To decide how to discretize the data, we used J48’s accuracy before running the association rules. Among many different set-ups, we chose to discretize the continuous numerical attributes into three bins with equal frequency.

Weka’s association rules are shown below, with confidence as the metric type, 0.9 as the minMetric, and 10 as the number of rules:

On the basis of the rules that the right-hand side is suffering from heart disease, we learned that some attributes appeared more than once in various combinations, including “thalach” (the maximum heart rate), “ca” (the number of major vessels that can be seen fluorososcopically), “thal” (thalassemia), “exang” (exercise-induced angina), and “age”. In all 9 rules that indicate heart disease, “ca=0” and “thal=2” appear. It’s probably due to an imbalance of classes. It is significantly more common for cases to meet these two conditions.

A person may have a higher risk of heart disease if he/she has the following symptoms, based on WEKA’s association rules.

1. An elevated resting blood pressure of more than 161.5 mmHg
2. Fluoroscopy does not reveal any major vessels
3. There is no cure for thalassemia
4. A fasting blood sugar level of 120 mg/dl is considered normal
5. Exercising causes chest pain
6. The age range is 29 to 52

Conclusions

The following is a summary of each classifier’s accuracy score:

For all classifiers except the decision tree, feature selection has been the best pre-processing step. At the benchmark, the decision tree performed quite well, and it performed similarly after discretization. Performance of the model was negatively affected by feature selection. Data changes can speed up or slow down decision trees depending on how sensitive they are to them. KNN’s performance is significantly affected by preprocessing, especially discretization, when compared to both preprocessing steps and the benchmark. There was some consistency between Naive Bayes and Logistic Regression throughout the two steps of preprocessing. Thus, the K-Nearest Neighbor classifier performs the best.

A confusion matrix must also be evaluated in conjunction with the model’s overall accuracy. Unless the model was preprocessed for feature selection, it predicted more False positives than False negatives, which can be regarded as high costs since it can negatively impact a patient’s life.

It was important to focus on key features of the test data to improve predictions. It is also interesting to note that Naive Bayes and logistic regression models cannot increase precision and recall after preprocessing and feature selection.

Lastly,

To explore this heart disease dataset and determine which attributes are better for predicting heart disease and improve models’ accuracy, we applied the techniques we learned from course 273 to our project. In our project, we failed to consider the cost of the wrong prediction, which is crucial for selecting the right model in a real-world scenario. It might be possible to give weight to different attributes according to cost-efficiency in the future. Additionally, a larger dataset can help to improve model accuracy.

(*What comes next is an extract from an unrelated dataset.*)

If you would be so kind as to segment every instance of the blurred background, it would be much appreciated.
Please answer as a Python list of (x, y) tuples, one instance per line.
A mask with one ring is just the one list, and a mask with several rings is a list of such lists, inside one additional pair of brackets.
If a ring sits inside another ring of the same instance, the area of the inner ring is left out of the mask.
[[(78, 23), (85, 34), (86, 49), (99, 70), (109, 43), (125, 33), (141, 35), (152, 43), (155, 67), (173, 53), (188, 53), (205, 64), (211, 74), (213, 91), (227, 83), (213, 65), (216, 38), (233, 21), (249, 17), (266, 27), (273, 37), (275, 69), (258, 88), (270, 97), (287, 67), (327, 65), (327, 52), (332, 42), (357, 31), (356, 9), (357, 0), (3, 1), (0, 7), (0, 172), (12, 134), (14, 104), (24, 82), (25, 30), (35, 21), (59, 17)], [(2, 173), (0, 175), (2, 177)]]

Fluoroscopy, chest pain, exercise-induced angina, ST depression, age, and sex are good factors to look at to determine whether a person has a heart condition or not.

Using the KNN classifier model, doctors can improve their predictions, insurance companies can improve their cost-efficiency, and testing laboratories can improve their efficiency. Conversely, the Association rules are beneficial for companies and developers who want to sell heart-related products and services through digital interfaces.